The following clinical variables were employed: clinical scores [Shwachman-Kulczycki (two groups: ≤ 65 and > 65), Kanga (two groups: ≤ 17 and > 17) and Bhalla (BS) (two groups: ≤ 8 and > 8)] [29]; body mass index (BMI) [for the patients older than 19 years the BMI= weight/(height)² formula was used; for the remaining patients the WHO ANTHRO programs (children under 5 years old) and WHO ANTHRO PLUS (children 5 - under 19 years old) [30, 31] were used; patient age (group: ≤ 154 and > 154 months) and age at diagnosis (according to the sodium and chloride in altered perspiration: ≤ 25 and > 25 months); first clinical symptoms [(digestive: ≤ 4 and > 4 months; pulmonary: ≤ 7 and > 7months)]; the period up to first colonization by Pseudomonas aeruginosa (≤ 31 and > 31 months); sputum’s microorganisms [P. aeruginosa mucoid and non mucoid, Achromobacter xylosoxidans, Burkolderia cepacia and Staphylococcus aureus]; hemoglobin oxygen saturation in the blood (≤ 96 and > 96); spirometry and comorbidities: nasal polyps, osteoporosis, meconium ileus, diabetes mellitus and pancreatic insufficiency (PI).

The clinical score evaluation was performed by two specialists in double-blind analyses, and in discordance case, another one was consulted. The Shwachman-Kulczycki score compares clinical manifestations among patients, detect treatment effects and aid in the determination of diagnostic criteria. To that end, the system evaluates 4 major parameters: general activity, nutrition, chest radiographic findings and physical examination. The score for each parameter ranges from 5 to 25. Lower score’s values are associated with CF severity [29]. The BS is a tomographic scoring system to assess pulmonary involvement, determine therapeutic effects and aid selection of patients for transplants, with small variation between the scores given by the various examiners and the score proved to have good reproducibility and high correlation with pulmonary function test results. A total of 9 categories, worth 3 points each, are scored, and a maximal score equals a high degree of severity. The final score must be subtracted from 25. Lower score’s values are associated with CF severity [29]. Kanga score is a system designed to assess acute exacerbations of the disease, to predict improvement or worsening of pulmonary function and to evaluate therapeutic effects with little variability between examiners and correlated significantly with pulmonary function (FEV₁ and forced vital capacity) test results. The system helps identify daily clinical changes and includes 5 common symptoms (cough, fluid secretion, appetite loss, dyspnea and frailty) and 5 physical signs (temperature, weight, respiratory frequency, wheezing and respiratory sounds). Each criterion is worth 1 to 5 points. Higher score’s values are associated with CF severity [29].

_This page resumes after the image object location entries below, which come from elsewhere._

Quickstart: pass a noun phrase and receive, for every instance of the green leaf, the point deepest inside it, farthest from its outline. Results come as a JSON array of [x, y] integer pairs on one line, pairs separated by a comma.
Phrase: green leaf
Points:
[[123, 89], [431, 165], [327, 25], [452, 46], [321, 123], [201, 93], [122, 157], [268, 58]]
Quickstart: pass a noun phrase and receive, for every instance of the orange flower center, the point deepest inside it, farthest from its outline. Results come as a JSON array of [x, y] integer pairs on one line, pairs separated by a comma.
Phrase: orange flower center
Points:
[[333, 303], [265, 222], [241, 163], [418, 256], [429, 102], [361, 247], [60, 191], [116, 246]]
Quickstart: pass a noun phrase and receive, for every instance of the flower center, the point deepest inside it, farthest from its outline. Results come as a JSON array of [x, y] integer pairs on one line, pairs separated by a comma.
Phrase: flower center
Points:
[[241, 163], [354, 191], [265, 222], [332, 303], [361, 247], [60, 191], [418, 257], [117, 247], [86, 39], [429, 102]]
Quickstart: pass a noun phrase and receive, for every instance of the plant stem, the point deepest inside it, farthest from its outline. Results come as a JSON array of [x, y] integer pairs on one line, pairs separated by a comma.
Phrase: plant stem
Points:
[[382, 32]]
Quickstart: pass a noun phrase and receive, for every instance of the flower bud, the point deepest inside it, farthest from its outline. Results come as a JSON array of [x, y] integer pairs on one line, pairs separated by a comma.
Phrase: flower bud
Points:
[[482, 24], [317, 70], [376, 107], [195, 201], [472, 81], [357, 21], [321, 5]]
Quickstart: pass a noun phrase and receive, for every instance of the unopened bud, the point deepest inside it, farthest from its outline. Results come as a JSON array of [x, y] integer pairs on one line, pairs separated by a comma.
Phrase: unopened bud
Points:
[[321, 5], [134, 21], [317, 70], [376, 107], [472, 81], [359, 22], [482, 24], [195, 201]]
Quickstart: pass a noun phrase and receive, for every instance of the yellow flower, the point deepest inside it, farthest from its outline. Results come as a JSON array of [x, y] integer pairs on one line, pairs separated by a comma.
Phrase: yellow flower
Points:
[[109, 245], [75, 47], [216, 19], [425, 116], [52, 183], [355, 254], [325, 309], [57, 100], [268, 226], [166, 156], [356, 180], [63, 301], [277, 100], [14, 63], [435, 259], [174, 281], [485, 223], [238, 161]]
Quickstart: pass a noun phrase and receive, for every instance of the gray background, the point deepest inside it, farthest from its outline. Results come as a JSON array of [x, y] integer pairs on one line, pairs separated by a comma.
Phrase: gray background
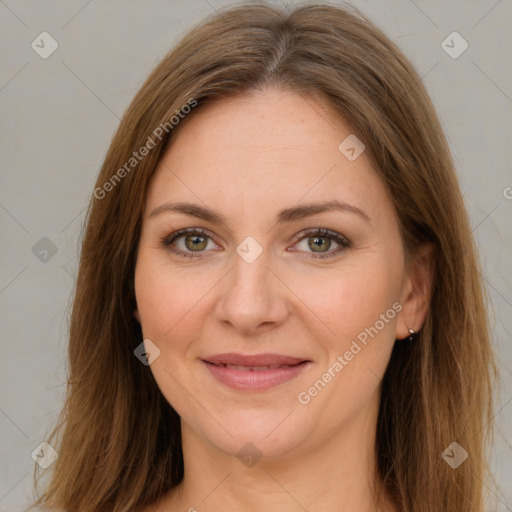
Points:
[[59, 114]]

Spirometry was performed in patients older than 7 years, using the CPFS/D spirometer (MedGraphics, Saint Paul, Minnesota, USA). Data was recorded by the PF BREEZE software version 3.8B for Windows 95/98/NT [32] and the following markers were included: forced vital capacity [FVC(%) - ≤ 82 and > 82], forced expiratory volume in the first second [FEV₁(%) - ≤ 72 and > 72]_, FEV₁/FVC(%) - ≤ 86 and > 86] and forced expiratory flow between 25 and 75% of the FVC [FEF_25-75% - ≤ 57 and > 57].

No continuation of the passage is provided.